Now spam. At least Eudora does a pretty good job of filtering that out.
Email Is Asynchronous
I don't understand where the problem is. Email is supposed to be completely asynchronous - you check it as often or as rarely as you like, without noticing delays (mostly) for the transfers. The longer you leave it, the more there'll be later. The inspired would use filters to help them manage large amounts of mail but this is only a disguise because you still have to check it in the end and it's a question of prioritisation. The uberkewl will implement his own push notification as by procmail/maildrop to chime a bell when new mail falls into the inbox as a hint that you might want to check mail now, and use email clients that actually follow standards to sort by threads.
Sixty mails a day? Ha! I'll have those if you'll manage my 350-400+/day spams, 300+/day listmail (including RSS feeds converted to mail messages)) and 30-40 new mails not counting uncaught spam and regular mailouts, thank you very much. And I'll take email over a phone call, any day. If you want to talk to me you can bloody well arrange it by email first. I HATE telephones! Just think of emails like letters, write formerly and nicely, and no txt spk pls.
It may be true that I sometimes feel anxious if I don't tend to my listmail too often, as I always like to catch up before the volume beckons me to blast the mail, but by and large I'm a happy email lover. I have always been. And I've never felt so compelled to check my mail as to give up other, often more enjoyable pursuits. You've just got to manage and pace yourself and use the tools available.
Cheers,
Sabahattin
PS: there is no such thing as an empty inbox. I am, however, in negotiations to register the trademark. :-)
Email frenzy
Hm... well at least I know about a cousin of mine that reads all of his emails ... including those pesky forwards with jokes, bad jokes, pr0n pics et. al.

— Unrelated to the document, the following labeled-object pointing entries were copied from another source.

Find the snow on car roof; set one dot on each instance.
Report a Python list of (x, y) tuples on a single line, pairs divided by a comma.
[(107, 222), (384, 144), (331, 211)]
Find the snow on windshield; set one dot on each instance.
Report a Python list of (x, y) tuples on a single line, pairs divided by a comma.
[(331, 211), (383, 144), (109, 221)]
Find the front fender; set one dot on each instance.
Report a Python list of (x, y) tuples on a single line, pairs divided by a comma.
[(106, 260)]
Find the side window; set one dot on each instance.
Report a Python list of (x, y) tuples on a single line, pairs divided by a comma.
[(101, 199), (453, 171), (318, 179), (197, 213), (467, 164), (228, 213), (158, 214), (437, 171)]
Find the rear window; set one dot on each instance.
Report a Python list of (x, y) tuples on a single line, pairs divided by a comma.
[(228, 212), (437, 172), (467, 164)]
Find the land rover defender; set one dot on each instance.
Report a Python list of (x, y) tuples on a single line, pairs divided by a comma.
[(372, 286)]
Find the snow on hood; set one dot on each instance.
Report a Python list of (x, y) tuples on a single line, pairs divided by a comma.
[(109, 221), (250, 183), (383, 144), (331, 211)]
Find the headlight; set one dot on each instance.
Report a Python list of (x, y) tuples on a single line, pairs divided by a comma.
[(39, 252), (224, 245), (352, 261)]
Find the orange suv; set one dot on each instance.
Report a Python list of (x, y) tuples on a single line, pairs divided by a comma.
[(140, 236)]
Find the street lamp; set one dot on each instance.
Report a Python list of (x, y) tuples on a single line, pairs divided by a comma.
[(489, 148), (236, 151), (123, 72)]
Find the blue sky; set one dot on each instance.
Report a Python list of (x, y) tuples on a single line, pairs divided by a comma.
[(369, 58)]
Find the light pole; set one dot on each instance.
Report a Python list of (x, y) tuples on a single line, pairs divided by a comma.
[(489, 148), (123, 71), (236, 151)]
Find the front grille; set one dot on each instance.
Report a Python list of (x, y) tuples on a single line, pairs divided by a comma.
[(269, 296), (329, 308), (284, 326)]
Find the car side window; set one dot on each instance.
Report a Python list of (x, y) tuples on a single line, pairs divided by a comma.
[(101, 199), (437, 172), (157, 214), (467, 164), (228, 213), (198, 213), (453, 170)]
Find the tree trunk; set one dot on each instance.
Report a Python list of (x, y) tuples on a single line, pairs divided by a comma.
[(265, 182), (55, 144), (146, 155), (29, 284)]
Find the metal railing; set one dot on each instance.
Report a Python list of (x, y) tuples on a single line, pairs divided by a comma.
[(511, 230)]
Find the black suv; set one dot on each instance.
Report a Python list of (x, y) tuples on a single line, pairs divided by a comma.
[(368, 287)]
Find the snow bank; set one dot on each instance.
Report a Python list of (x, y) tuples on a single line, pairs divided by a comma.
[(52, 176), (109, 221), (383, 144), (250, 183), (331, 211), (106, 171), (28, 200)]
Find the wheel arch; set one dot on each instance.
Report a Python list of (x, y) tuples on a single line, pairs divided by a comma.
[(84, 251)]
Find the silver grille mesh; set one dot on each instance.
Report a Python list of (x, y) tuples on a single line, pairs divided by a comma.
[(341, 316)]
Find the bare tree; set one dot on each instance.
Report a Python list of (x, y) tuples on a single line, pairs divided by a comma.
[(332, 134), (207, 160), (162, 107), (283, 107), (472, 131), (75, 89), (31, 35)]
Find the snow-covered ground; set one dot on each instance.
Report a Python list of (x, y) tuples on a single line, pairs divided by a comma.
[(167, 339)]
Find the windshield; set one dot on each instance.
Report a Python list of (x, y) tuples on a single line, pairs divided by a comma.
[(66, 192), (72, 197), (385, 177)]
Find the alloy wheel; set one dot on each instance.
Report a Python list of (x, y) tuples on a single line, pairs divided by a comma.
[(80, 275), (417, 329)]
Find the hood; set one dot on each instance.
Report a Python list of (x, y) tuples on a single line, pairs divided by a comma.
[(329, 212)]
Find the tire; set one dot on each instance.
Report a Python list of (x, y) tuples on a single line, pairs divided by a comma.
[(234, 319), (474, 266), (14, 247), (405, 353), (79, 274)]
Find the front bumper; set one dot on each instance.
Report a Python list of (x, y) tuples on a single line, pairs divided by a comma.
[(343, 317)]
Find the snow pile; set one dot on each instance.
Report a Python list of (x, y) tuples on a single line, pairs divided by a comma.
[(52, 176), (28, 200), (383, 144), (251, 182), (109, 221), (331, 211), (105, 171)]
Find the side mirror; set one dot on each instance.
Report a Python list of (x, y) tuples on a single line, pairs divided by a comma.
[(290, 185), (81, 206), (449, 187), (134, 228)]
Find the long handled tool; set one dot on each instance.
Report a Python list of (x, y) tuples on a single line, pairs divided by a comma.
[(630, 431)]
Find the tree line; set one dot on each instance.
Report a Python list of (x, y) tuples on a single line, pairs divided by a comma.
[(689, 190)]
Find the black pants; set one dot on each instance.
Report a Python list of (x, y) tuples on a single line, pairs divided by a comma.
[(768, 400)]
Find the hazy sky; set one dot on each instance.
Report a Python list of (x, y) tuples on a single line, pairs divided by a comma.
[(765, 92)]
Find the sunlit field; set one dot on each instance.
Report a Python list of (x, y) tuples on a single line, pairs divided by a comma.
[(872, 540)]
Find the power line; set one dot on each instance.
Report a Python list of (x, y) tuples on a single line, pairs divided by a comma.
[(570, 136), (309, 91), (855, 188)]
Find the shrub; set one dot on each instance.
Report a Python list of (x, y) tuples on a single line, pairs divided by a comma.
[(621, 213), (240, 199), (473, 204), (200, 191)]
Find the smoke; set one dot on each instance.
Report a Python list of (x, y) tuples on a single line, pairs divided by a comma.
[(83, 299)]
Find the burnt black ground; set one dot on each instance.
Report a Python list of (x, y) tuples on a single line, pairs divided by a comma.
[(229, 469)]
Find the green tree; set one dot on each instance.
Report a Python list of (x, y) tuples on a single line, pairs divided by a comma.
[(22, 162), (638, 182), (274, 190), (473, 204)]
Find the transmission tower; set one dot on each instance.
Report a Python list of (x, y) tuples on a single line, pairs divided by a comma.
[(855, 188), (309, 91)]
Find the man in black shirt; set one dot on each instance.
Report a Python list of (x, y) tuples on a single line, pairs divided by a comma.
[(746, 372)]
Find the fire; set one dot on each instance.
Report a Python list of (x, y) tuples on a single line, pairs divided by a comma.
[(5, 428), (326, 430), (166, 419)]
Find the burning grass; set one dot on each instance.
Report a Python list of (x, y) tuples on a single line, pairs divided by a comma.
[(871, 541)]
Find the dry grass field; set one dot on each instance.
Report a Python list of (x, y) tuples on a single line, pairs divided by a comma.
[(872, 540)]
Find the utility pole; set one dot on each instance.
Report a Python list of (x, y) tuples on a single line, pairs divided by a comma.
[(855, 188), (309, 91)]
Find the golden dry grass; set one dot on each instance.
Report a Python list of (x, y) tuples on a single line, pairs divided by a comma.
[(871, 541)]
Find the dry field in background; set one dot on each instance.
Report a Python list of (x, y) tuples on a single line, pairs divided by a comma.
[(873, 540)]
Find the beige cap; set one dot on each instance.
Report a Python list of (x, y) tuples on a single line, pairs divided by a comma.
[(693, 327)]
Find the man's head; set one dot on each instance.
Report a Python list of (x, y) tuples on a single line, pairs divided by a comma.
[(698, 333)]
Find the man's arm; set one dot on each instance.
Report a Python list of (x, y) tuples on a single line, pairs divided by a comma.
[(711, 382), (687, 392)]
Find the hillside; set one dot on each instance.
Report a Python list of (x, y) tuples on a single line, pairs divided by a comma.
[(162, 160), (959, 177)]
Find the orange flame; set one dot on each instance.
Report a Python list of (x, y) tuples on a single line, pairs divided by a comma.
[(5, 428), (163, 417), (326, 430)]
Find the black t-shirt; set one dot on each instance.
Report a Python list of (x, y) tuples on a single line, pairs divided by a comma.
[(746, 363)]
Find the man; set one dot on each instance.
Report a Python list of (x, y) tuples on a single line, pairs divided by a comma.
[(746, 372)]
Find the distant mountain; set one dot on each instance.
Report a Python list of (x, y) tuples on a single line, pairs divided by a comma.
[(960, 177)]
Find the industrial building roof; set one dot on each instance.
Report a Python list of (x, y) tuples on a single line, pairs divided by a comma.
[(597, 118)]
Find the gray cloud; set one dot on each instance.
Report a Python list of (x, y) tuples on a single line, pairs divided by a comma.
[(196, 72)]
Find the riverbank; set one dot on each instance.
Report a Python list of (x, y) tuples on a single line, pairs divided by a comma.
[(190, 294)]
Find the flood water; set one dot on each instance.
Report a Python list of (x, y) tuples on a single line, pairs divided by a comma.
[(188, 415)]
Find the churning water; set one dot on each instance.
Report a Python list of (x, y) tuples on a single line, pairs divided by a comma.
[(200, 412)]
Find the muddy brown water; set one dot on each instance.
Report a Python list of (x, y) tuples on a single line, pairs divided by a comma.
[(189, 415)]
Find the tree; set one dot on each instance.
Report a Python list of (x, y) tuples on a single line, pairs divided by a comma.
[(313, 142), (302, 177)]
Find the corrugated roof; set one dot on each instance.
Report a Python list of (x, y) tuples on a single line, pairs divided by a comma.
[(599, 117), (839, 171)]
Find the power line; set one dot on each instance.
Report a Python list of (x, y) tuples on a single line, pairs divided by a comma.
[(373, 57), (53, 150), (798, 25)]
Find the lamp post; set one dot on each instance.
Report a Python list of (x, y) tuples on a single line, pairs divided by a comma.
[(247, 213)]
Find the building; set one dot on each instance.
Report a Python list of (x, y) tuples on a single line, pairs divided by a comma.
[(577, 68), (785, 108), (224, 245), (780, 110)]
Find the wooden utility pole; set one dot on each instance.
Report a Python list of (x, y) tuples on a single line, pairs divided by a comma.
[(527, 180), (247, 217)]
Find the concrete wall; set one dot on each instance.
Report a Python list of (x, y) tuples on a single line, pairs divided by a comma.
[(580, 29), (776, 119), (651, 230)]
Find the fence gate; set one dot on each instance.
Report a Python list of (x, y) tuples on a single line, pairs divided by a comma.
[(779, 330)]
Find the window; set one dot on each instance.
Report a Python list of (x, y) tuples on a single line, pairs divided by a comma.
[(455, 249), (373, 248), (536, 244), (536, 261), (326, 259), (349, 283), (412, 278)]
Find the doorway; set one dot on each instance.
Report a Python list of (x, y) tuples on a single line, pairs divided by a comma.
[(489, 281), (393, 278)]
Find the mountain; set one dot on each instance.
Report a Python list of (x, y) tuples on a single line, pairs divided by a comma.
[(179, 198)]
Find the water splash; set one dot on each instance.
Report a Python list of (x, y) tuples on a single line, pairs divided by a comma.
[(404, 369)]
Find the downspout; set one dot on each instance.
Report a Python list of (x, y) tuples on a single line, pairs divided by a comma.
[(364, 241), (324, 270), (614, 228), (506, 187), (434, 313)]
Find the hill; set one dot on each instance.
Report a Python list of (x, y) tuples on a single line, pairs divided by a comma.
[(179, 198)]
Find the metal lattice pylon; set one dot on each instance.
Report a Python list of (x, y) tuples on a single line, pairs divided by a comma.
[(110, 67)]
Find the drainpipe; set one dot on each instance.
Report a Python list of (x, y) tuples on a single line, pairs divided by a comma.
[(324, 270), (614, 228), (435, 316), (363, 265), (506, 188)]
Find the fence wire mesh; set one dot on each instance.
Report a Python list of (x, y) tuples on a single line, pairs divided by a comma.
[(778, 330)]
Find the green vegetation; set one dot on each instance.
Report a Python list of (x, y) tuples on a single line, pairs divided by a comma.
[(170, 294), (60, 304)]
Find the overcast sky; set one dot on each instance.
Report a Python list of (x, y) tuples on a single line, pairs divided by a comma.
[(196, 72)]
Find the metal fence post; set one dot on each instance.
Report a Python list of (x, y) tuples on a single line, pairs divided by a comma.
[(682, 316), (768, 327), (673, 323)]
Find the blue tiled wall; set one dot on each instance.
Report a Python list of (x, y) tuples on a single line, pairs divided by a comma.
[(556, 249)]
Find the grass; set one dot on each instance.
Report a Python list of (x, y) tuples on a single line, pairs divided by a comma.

I stopped reading all of those altogether when I started getting 10 or more of those daily, they were eating up my time... and I prefer to do something else with my time.
I used to have 200+ unread emails in my inbox before I took this approach ... currently I have no more than 10, and of those usually it is only 1 or 2 that really matter.
Oh, and that's weekly.
(Of course, my work email does get much more than that, but that's another story.)